Unfortunately, the way most young people choose to unwind is with hours upon hours of scrolling on their phone. I’m not judging. I happen to be an expert at wasting an ungodly amount of time on all forms of social media, specifically TikTok.

Don’t get me wrong, TikTok can be a lot of fun. Certain trends can create an influx of creativity, comedy, inspiration or even provide some interesting information. 

However, when lighthearted content turns into reels of videos on your “For You Page,” triggering and sometimes even glorifying mental health struggles, it becomes a lot less enjoyable and stress-free. 

As someone who struggles with mental health problems, I definitely do not want to open my phone and see hundreds of videos about depression, anxiety, eating disorders, self-harm, etc.  

There is a large difference between raising awareness and using someone’s mental health issues to tear them down. I have seen far too many videos where people talk about their mental health struggles and, all of a sudden, the comments section becomes a trauma contest.

The worst part of the rise of mental illness-related videos on TikTok is the people who manage to share tips on different harmful behaviors and try to mask it with a comedic caption or audio. 

Now, I am not great at talking about my own issues without cracking jokes. That is how I am. But there are ways to do so without teaching impressionable people ways to self-harm. 

I wish I was kidding. 

The type of content seen on TikTok now is similar to what was on Tumblr in the early 2010s. The only difference is that rather than blog posts, they have become videos.

Not every video is directly related to mental health, either. There are quite a few completely harmless videos, but then the comments are filled with people extremely offended for absolutely no reason. 

For example, there are many videos of girls who happen to have flat stomachs, making videos completely unrelated to their body, yet the commenting trolls will accuse them of “triggering eating disorders.” 

With all of this negative content, it begs the question: Why do we keep opening using these apps? 

First of all, the attention span of the younger generations shortens every year, so a 15 second video is far more digestible than a two-hour movie. 
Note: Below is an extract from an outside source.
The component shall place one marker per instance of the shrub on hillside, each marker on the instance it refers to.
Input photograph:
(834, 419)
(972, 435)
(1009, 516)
Secondly, it’s easy and human to seek out people who can relate to us and empathize with us. Raising awareness and normalizing these struggles with mental health is important, as well as supplying resources so people can get help. 

Unfortunately, a lot of people just don’t know how to think before posting. A lot of people don’t have somebody to talk to, and sometimes the only people who will listen are behind a screen. But I urge everyone to think before posting content that could harm others and take everything you view on TikTok with a grain of salt.